Did You Know Childhood Classic ‘Goodnight Moon’ Was Inspired by a Stormy Lesbian Romance?
A biography of Margaret Wise Brown by Amy Gary titled In the Great Green Room reveals that Brown, author of the classic children’s books Goodnight Moon and The Runaway Bunny, had a tumultuous love life which included an affair with a married woman.
Brown never married or had children. Instead she had a string of apparently torrid romances, including one with Blanche Oelrichs (who used the male nom de plume Michael Strange for her erotic poetry), a married woman 20 years her senior.

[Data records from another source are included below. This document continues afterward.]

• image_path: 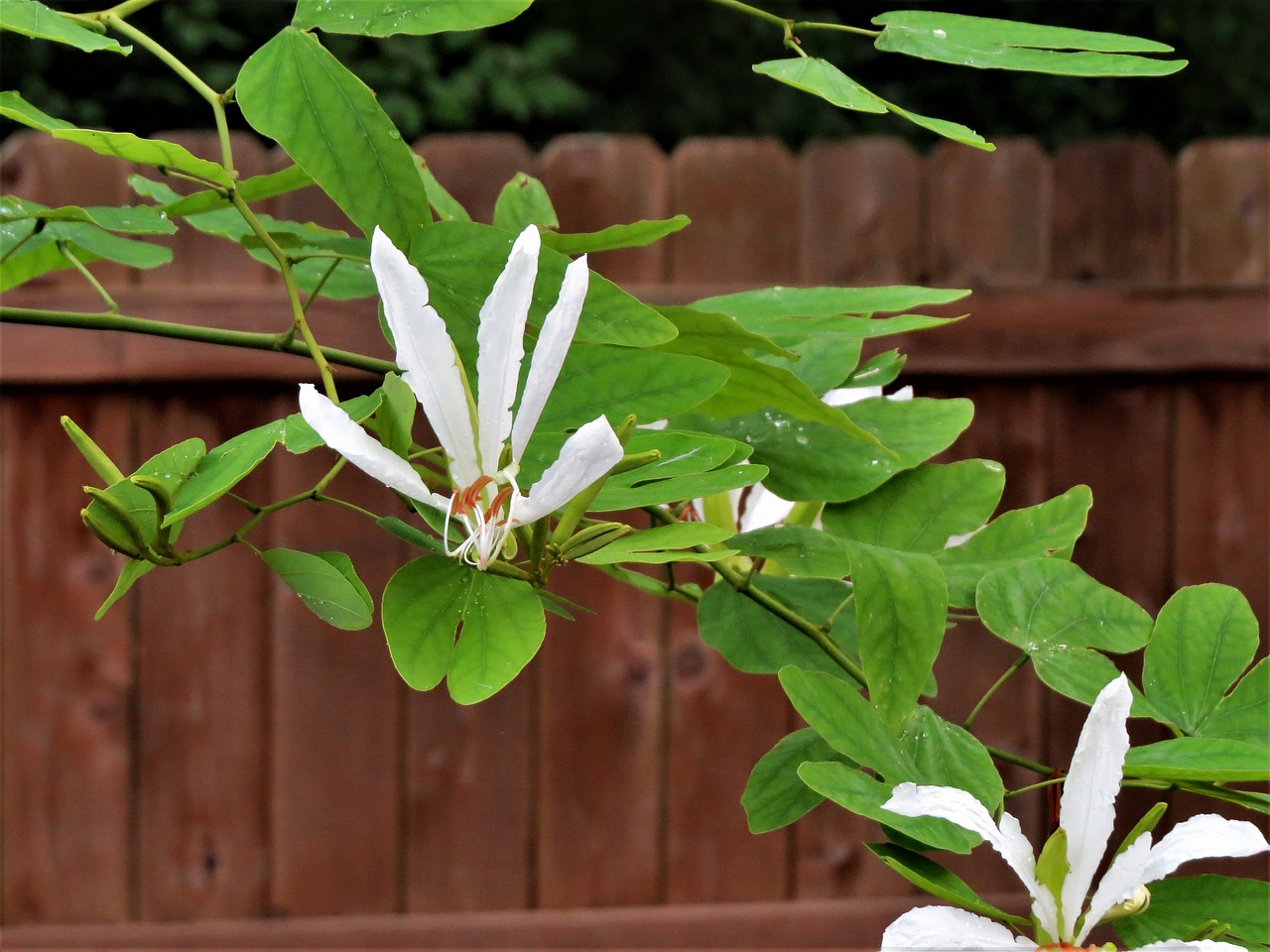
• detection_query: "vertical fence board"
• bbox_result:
[539,136,670,285]
[1052,140,1174,283]
[135,396,269,919]
[1178,139,1270,285]
[271,396,404,915]
[0,393,132,923]
[414,132,536,223]
[799,136,924,285]
[405,667,537,912]
[925,139,1053,287]
[537,567,666,907]
[670,139,799,286]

The two women’s on-again-off-again romance was actually the inspiration behind the beloved children’s book classic Goodnight Moon.
The New York Post writes:
During one breakup, as Brown recuperated from a broken heart and a surgical operation at her house in Maine that she lovingly referred to as “The Only House,” she wrote a poem about a girl who moved from the country to the city and to soothe herself imagined her old room. The poem became “Goodnight Room.”

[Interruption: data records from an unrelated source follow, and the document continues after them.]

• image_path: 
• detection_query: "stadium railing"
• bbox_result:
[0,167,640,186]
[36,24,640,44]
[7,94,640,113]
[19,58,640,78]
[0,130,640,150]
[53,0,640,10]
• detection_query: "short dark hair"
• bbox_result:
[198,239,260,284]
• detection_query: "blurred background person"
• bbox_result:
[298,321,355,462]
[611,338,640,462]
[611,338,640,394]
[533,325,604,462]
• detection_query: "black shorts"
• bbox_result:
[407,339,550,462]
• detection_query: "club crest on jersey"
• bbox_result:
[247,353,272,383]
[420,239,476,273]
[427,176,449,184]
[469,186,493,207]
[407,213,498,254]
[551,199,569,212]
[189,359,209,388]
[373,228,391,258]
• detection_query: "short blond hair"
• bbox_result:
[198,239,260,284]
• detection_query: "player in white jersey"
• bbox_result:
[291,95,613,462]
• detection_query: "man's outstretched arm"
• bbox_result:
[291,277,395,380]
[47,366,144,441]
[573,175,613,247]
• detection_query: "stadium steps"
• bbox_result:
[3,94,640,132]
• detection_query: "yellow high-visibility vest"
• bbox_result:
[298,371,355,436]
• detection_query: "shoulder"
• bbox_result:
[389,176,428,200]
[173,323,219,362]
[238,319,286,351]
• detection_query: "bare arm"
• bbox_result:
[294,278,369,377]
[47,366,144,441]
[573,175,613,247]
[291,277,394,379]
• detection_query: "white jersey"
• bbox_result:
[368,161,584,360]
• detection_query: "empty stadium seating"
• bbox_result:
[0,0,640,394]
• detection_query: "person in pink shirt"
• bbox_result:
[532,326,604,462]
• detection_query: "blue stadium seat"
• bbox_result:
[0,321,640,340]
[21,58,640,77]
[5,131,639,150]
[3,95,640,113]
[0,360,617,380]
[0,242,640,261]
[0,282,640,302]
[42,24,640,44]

Years later, while back in Strange’s arms, the poem returned to her in a dream along with images of her downstairs neighbor’s apartment — its bright green walls, red furniture with yellow trim.
The result was Goodnight Moon.
Yep! It turns out that this book, which many of our parents read to us as children, was inspired by some good old-fashioned lesbian drama.

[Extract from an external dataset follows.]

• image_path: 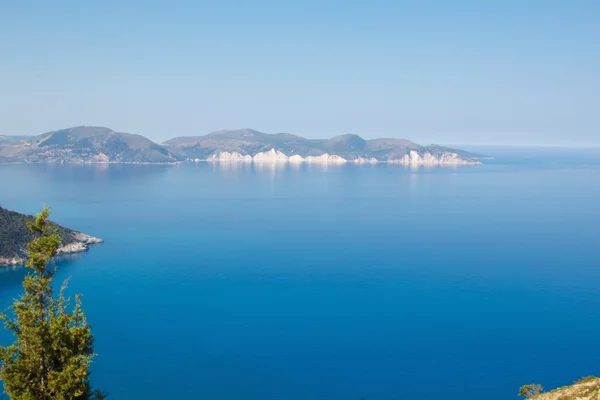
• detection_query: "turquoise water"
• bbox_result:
[0,148,600,400]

Strange passed away not long after Goodnight Moon was published. Brown moved on, dating a guy named Pebble 16 years her junior before dying of a blood clot after an appendectomy at the age of 42.
But her short life left behind a story beloved by millions of readers everywhere.
Was Goodnight Moon one of your favorite childhood books? Did you know about the same-sex romance story behind Goodnight Moon?